XRP ETFs Outpace Bitcoin and Ether With 30-Day Inflow Streak

Table of Contents

TL;DR

  • U.S.-listed XRP ETFs post 30 consecutive trading days of net inflows, outperforming Bitcoin and Ether ETFs over the same period.
  • Since launching in mid-November, the products attract nearly $975 million, lifting total assets to about $1.18 billion with no recorded redemptions.
  • The consistent inflow pattern contrasts with recent outflows from BTC and ETH ETFs and reflects growing demand for regulated XRP exposure tied to payments-focused crypto use cases.

U.S.-listed XRP ETFs continue to gain traction despite uneven conditions across broader financial markets.
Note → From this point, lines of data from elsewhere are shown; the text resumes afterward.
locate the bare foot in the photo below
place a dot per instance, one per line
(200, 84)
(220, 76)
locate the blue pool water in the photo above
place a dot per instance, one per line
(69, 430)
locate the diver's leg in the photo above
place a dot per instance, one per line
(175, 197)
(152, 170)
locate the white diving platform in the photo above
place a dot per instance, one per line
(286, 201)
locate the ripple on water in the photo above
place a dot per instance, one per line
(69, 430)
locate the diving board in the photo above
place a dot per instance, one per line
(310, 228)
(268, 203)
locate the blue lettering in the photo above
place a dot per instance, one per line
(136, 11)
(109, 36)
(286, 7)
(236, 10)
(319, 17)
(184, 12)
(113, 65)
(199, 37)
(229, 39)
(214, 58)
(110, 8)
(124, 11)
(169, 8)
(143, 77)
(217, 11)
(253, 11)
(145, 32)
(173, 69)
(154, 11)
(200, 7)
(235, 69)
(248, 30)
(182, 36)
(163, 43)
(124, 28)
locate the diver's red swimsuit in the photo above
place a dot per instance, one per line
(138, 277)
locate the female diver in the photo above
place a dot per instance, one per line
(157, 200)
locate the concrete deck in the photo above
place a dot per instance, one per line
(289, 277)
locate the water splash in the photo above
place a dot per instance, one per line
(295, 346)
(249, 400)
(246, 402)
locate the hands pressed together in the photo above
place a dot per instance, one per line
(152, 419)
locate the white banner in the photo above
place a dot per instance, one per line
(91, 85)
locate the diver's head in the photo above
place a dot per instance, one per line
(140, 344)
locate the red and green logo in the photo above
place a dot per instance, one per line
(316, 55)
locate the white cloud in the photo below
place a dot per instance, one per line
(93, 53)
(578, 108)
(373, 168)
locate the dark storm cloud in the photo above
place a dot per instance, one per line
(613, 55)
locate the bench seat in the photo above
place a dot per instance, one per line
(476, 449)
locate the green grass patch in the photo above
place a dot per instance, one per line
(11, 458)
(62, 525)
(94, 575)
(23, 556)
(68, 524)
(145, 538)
Since debuting in November, these products record net inflows every trading session, building a 30-day streak unmatched by Bitcoin or Ether ETFs. The trend highlights a clear divergence in investor behavior within regulated crypto products.

XRP ETFs Show Consistent Capital Allocation

XRP ETFs maintain steady momentum even as equity volatility and interest rate uncertainty shape investor sentiment. Data from SoSoValue shows XRP ETFs attract close to $975 million in cumulative net inflows by Dec. 12, pushing total net assets to roughly $1.18 billion. Notably, the funds report no single day of net redemptions, an outcome rarely seen across crypto ETFs during periods of market stress.

This consistency sets XRP ETFs apart from the wider crypto fund landscape. While many products experience sharp inflow and outflow swings, XRP-linked ETFs show sustained accumulation, suggesting investors view them as structural allocations rather than short-term trading vehicles.

Bitcoin And Ether ETFs Face Choppier Flows

By comparison, Bitcoin and Ether ETFs experience a more volatile stretch over the same timeframe. U.S. spot Bitcoin ETFs record approximately $3.39 billion in net outflows between Nov. 13 and Dec. 12, including a single-day withdrawal of about $903 million on Nov. 20. Ether ETFs follow a similar pattern, posting roughly $1.26 billion in net outflows, with their largest daily redemption also occurring on Nov. 20.

U.S.-listed XRP ETFs post 30 consecutive trading days of net inflows

These movements reinforce how BTC and ETH ETFs often react quickly to macro signals, functioning as liquidity proxies when market conditions shift. Rapid changes in positioning lead to uneven capital flows, standing in contrast to the relative stability seen in XRP ETFs.

Regulation And Payments Use Cases Support Demand

Several structural drivers support demand for XRP ETFs. XRP’s focus on cross-border payments and settlement infrastructure appeals to investors seeking regulated crypto exposure linked to real-world financial activity. The November launch of Bitwise’s XRP ETF on the New York Stock Exchange expands access through traditional brokerage and retirement accounts following years of regulatory uncertainty.

The 30-day inflow streak positions XRP ETFs as a distinct category within the U.S. crypto ETF market. While Bitcoin and Ether funds remain sensitive to macro shifts, XRP ETFs attract capital centered on regulation, payments utility, and consistent allocation, reinforcing their growing role in diversified digital asset portfolios.